Congenital Heart Disease: Coping Strategies
any people with congenital heart disease experience depression, anxiety or stress. It’s normal to feel these things; talking about them with someone you trust can help.
Despite this, most children and adults with congenital heart disease live happy, healthy and productive lives. Managing their condition with routine follow-up care, taking care of their mental health and monitoring their conditions can help reduce complications and improve their quality of life.
What Are The Symptoms?
A congenital heart disease is a group of conditions where the chambers, walls and valves of your heart don’t develop normally. It ranges from minor defects that never cause problems to more serious ones that require treatment.
Some of the most common defects in children include holes in your heart (atrial or ventricular septal defect), abnormal blood vessels near the heart (such as patent ductus arteriosus) and problems with the heart’s valves.
These defects can affect the flow of oxygen-rich blood. From your lungs into your heart (see above) and your heart into your body. They also can cause fluid to build up in your lungs (pulmonary edema).
Some defects can lead to heart failure, where your heart can’t pump blood effectively. This can result in shortness of breath, chest pain and other symptoms.
Many people with congenital heart disease live everyday, healthy lives. This is because advances in medical care have helped make the outlook for children with heart disease better than ever before. There are even online organizations like Conquering CHD that could help you mentally and financially in terms of how they can live with having CHD.
What Are The Treatments?
Congenital heart disease (CHD) can be treated with surgery, medications and other treatment options. Your doctor may also recommend lifestyle changes to manage your condition.
A healthy diet, a low-fat, high-protein diet and a moderate amount of exercise are essential. Avoidance of smoking and alcohol use is also recommended.
Some CHDs can be repaired using thin, flexible tubes (catheters) that don’t need open-heart surgery. These procedures can be used to close holes in the heart or to repair a narrowed valve or artery.
Another common defect causing cyanosis is a ventricular septal defect. In this defect, the left side of the heart does not form properly, so the blood goes back to the right ventricle before it gets to the lungs to pick up oxygen.
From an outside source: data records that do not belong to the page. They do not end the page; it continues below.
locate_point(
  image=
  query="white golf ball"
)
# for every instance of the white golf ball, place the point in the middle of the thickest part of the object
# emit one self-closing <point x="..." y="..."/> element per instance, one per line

Some CHDs can be treated with medication to help control blood pressure, reduce stress on the heart or improve irregular heart rhythms. These drugs include angiotensin-converting enzyme (ACE) inhibitors, beta blockers and heart rhythm medicines.
What Are The Risks?
Many cases of congenital heart disease are due to gene mutations that make your baby’s heart not develop normally. But other conditions can also cause heart defects. Those are usually caused by things you do during pregnancy or environmental exposure.
You can lower your risk of having a baby with heart defects by managing your health conditions before you get pregnant. Having diabetes, taking certain medicines while pregnant (anticoagulants or antiepileptics), or eating a low-protein diet before getting pregnant can all lower your baby’s chances of having a congenital heart defect.
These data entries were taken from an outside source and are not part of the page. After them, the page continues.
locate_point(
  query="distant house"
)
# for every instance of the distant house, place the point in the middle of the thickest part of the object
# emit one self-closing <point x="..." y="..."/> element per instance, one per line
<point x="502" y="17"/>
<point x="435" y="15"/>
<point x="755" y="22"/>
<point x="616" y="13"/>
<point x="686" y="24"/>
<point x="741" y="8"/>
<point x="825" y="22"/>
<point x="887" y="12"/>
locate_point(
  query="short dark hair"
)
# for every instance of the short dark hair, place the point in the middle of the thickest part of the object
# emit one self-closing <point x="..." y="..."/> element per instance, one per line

Sometimes your child may need a fetal echocardiogram to determine if they have a heart defect before birth. This ultrasound is done in addition to the routine antenatal ultrasound scans.
What Are The Long-Term Effects?
When a child is born with a congenital heart defect, it may affect their health later in life. They may have health problems such as breathing issues, diabetes or kidney disease, and other health conditions.
In some cases, children with serious CHDs may need a heart transplant later in life. This is because a damaged heart doesn’t work as well as one without a defect.
The risk of blood clots developing inside the hearts of many people with congenital heart disease increases and moves to the lungs or brain, increasing the risk of pulmonary embolism (where the blood supply to the lungs is blocked) or stroke. These blood clots can be dissolved or removed with medicines.
According to a study, people with congenital heart surgery in childhood are at an increased risk of long-term morbidity and a lower level of education and employment compared with matched controls. These risks occur even when the defect is mild.